Only those that manage to be so clearly responsible for a promising team's 0-2 start that high-priced veterans on defense are close to revolt over being teamed with an offense that couldn't make plays.

In Week 2, the Vikings needed Jackson to make one play in the second half vs. Indianapolis, and he couldn't do it. Peyton Manning, stifled all afternoon by the Vikings' defense, wound up with so many chances that he pulled out a victory.

With Gus Frerotte as an option, Childress couldn't look at his veterans after that Indy fiasco and say, "Tarvaris is still the quarterback.''

Silver's sympathetic tale also pointed out that Jackson "emerged as the Vikings' starter in 2007, throwing only nine touchdowns and 12 interceptions as Minnesota went 8-8.''

There was another fact to go with a 9/12 ratio on TDs/INTs that worked against Jackson: He was injured twice that season and started only 12 of the 16 games.
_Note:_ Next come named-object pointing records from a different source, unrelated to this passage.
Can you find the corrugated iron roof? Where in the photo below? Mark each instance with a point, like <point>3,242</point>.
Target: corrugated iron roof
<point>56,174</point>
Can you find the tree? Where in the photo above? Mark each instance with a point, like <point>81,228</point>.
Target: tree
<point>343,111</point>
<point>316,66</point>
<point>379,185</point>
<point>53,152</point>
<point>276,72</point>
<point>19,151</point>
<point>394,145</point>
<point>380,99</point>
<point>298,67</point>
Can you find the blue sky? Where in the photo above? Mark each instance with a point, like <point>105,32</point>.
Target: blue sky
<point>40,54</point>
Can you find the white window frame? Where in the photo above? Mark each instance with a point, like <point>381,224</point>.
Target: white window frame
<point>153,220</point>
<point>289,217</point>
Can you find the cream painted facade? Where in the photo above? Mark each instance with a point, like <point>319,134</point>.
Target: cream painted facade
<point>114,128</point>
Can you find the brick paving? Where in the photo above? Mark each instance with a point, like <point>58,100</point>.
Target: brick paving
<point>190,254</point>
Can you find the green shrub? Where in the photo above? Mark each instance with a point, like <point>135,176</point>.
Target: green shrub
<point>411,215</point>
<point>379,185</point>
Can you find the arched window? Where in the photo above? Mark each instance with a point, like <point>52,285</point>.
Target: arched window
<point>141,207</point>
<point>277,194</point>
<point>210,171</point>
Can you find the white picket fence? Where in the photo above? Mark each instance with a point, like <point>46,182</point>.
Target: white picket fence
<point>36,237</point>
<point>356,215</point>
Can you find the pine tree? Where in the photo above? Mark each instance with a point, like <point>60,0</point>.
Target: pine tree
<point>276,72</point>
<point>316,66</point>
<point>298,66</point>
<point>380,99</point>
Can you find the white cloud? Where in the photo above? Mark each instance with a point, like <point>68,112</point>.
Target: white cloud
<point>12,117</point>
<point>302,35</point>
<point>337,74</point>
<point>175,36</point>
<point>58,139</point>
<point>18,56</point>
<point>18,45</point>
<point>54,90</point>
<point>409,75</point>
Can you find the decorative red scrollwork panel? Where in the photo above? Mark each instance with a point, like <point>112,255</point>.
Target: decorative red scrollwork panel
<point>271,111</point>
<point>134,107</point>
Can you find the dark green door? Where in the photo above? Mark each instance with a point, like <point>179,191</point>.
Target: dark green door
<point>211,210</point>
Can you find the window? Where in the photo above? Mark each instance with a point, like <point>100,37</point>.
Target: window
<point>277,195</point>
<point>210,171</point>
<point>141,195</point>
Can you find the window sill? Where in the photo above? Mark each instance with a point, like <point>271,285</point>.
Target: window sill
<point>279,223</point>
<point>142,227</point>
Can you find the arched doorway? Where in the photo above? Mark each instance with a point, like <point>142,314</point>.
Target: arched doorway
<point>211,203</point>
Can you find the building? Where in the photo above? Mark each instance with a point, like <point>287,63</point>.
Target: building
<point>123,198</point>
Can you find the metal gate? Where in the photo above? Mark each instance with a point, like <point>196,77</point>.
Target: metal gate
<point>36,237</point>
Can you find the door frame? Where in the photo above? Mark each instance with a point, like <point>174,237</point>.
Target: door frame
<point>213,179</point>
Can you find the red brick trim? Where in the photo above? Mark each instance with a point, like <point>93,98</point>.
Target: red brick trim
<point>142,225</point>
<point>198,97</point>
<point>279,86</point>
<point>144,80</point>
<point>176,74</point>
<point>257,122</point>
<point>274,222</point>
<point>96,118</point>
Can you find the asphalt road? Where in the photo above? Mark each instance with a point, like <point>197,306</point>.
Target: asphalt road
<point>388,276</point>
Yet, this was Silver's version of what took place after Jackson's ineffective, injury-shortened season as a starter:

"From that point on, Childress began treating his young passer like a gawky date he was trying to dump at the school dance.''

In truth, Childress dumped Jackson after the 0-2 start in 2008 because Tarvaris gave him no choice with his void of playmaking. The coach dumped him in 2009 because he had a chance to bring in Brett Favre, who then authored a magnificent season that took the Vikings to overtime of the NFC title game.

And to make it sound as if there was a great mystery as to whether Favre would make another mid-August arrival in 2010, Jackson isn't astute enough to play quarterback in the NFL if he didn't realize the Grey Ego was coming back.

There was also no mention of the fact that when Favre finally gave way and his starting streak stopped at 297, Jackson started, was hurt twice in the game and closed out the season on injured reserve.

That's why, when I talked to Childress last month about Jackson signing with Seattle, he said:

"I'm biased toward Tarvaris, so I think he deserves another chance. What he has to do is prove that he can stay healthy. When you're replacing a quarterback who hasn't missed a game in 20 years, and you have to leave the game in the first quarter ... that sort of puts a spotlight on what has been a big problem for Tarvaris trying to make an impact in this league.''

Unfortunately for the Seahawks, Tarvaris, the coach and the general manager don't see it that way. They want to believe it was Childress, his main sponsor with the Vikings, that held down the quarterback, not his low rate of efficiency and high rate of injury.